Grief comes in waves, and as you rise and fall with it, you try—over and over—to find the strength to honor their wishes. I had the chance to do so a little over a year after her passing. I was traveling to celebrate a friend's wedding on an island by the sea. At the time, I was in my twenties, in the early days of my career, and barely scraping together enough to afford the trip. Unsure of when I might again have such an opportunity, I brought her—a strange plus one, to be sure.
In my suitcase, alongside swimsuits and flip-flops, were my mother’s ashes, along with a death certificate and cremation documentation—the paperwork required to travel with your deceased loved one. Each day of that trip, I searched for the right time, the perfect location, and the courage to let her go. I imagined her weary of that box, waiting for her next journey to begin.

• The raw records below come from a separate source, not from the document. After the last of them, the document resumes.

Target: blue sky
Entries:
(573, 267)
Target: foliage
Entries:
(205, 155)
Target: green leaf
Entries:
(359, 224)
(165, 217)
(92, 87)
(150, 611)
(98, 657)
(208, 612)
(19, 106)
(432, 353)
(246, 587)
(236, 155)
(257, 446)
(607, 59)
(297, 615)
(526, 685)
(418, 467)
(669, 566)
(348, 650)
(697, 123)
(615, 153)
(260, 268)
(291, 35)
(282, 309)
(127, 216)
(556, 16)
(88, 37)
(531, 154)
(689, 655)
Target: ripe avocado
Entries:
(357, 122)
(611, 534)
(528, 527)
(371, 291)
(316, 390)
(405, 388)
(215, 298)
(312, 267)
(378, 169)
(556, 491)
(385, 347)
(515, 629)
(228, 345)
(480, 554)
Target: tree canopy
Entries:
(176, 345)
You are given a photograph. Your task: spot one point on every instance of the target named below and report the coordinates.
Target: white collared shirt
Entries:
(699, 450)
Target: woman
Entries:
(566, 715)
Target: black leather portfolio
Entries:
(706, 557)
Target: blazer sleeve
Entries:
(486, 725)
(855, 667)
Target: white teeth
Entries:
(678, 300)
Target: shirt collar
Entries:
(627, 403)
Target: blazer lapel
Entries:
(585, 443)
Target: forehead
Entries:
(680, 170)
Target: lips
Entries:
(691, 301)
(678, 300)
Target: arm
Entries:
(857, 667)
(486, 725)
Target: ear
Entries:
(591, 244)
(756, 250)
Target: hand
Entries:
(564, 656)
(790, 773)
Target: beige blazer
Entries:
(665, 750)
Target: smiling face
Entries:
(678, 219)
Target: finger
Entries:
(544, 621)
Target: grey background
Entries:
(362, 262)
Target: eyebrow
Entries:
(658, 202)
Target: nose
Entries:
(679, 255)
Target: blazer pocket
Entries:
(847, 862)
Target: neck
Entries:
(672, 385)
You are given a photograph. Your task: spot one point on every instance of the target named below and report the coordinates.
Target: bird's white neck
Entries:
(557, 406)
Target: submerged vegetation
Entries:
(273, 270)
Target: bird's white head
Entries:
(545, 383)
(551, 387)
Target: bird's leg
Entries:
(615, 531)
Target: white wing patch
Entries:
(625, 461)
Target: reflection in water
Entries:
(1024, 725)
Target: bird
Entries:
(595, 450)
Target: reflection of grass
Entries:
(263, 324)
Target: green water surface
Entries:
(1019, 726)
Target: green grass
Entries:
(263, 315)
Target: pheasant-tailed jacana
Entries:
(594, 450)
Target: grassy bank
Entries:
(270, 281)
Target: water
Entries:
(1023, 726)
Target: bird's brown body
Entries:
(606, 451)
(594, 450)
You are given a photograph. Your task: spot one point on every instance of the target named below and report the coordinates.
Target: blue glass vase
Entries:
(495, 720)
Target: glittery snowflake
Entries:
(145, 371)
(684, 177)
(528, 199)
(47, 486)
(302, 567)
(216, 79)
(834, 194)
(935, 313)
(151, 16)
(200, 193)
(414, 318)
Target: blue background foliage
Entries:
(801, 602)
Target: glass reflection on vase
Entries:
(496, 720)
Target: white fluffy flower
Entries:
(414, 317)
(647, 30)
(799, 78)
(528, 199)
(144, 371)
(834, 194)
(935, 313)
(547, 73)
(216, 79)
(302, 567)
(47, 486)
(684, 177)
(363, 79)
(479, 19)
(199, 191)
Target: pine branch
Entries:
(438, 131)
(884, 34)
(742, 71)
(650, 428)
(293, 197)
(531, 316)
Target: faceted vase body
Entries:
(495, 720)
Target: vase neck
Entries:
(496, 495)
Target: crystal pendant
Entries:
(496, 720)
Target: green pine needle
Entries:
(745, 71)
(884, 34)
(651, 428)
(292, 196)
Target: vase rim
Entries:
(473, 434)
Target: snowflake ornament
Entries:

On the morning of our last full day, I woke before dawn without an alarm and knew it was time. I dressed quickly, took her with me, and walked to a secluded spot on the beach. At the edge of the Atlantic, I prepared to say goodbye again. I envisioned her joining an ocean of ancestors. As I sat at the water’s edge—crying, praying, and speaking to her—I could hear the old deacons from my childhood church intoning, “Take me to the water.” It felt like a Sunday morning baptism service, except it was just me, my momma, the ocean, and God.
Time lost its meaning, as it had since she passed, stretching into something shapeless and ungraspable. Eventually, I opened the box, revealing the plastic bag of ashes—the final physical form of my mother. I waded into the ocean and began to pour, watching as the ashes scattered and dissolved, carried away in all directions to distant waters. She was now one with the ocean, freed from the worries of this life and floating in eternal glory.
My mother is the
ocean, and each time I enter the water, I greet her. The ocean is now my home.